'Lack of transparency' over Czech nuke leak
The operator of the Temelin nuclear power plant in the Czech Republic has dismissed criticism from Upper Austria after a recent minor leak of radioactivity from the plant.
Upper Austrian Environment Minister Rudi Anschober said it took Czech energy utility group CEZ eight days to react to the possibility of a leak after a defect was discovered on Temelin's steam generator. CEZ said that its information about the accident was prompt and adequate.
The measured radioactivity did not cross the permitted limit, but it was uncovered outside the zones of permitted incidence.
"We must insist on a total transparency. It must not be swept under the carpet by CEZ or the Czech Republic, it is an extremely risky technology," Anschober told the Austria Press Agency.
He said he wants the case to be dealt with by a group of independent experts.
Anschober said that on June 25th, a non-standard situation was uncovered at Temelin's unit two, which was out of operation at the time, and on the next day it was identified as a leakage between the primary and secondary circuits of the steam generator.
On July 3rd, Temelin announced that low radiation had been measured outside the "permitted" zones but said that neither the environment or the staff were endangered.
"The operator's reaction indicates that no one among the power plant staff considered a possible leak of radioactivity," Anschober said.
CEZ spokesman Marek Svitak said the nuclear safety authority, the Czech public as well as Austria were informed about the internal leakage on the steam generator and on the very low, below-limit values of radioactivity outside the permitted zones, but still within the power plant complex, immediately after it was uncovered.
With the exception of weekends and holidays, Austria has been informed about Temelin's current operation every day, Svitak said.

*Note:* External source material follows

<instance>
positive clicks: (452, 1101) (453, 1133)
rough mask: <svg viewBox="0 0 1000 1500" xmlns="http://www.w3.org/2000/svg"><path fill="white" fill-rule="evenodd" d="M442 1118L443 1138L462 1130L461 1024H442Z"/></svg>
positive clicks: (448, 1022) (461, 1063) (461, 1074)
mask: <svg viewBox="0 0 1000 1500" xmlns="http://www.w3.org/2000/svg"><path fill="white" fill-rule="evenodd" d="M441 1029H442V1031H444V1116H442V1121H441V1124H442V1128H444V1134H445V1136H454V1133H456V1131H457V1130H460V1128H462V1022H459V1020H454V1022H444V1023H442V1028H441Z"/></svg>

He added that a series of independent tests have been carried out in the plant and beyond its border which prove that the outer environment has remained untouched.
Since the late 1970s, Austria has been fiercely anti-nuclear, starting with an unprecedented vote by its population that prevented the country's only plant from providing a watt of power.
But with the exception of Italy, Austria is surrounded by countries with nuclear power. It is opposed to Prague's plan to build another two units in each of the Czech nuclear power plants, Temelin and Dukovany, both of which are near the Austrian border.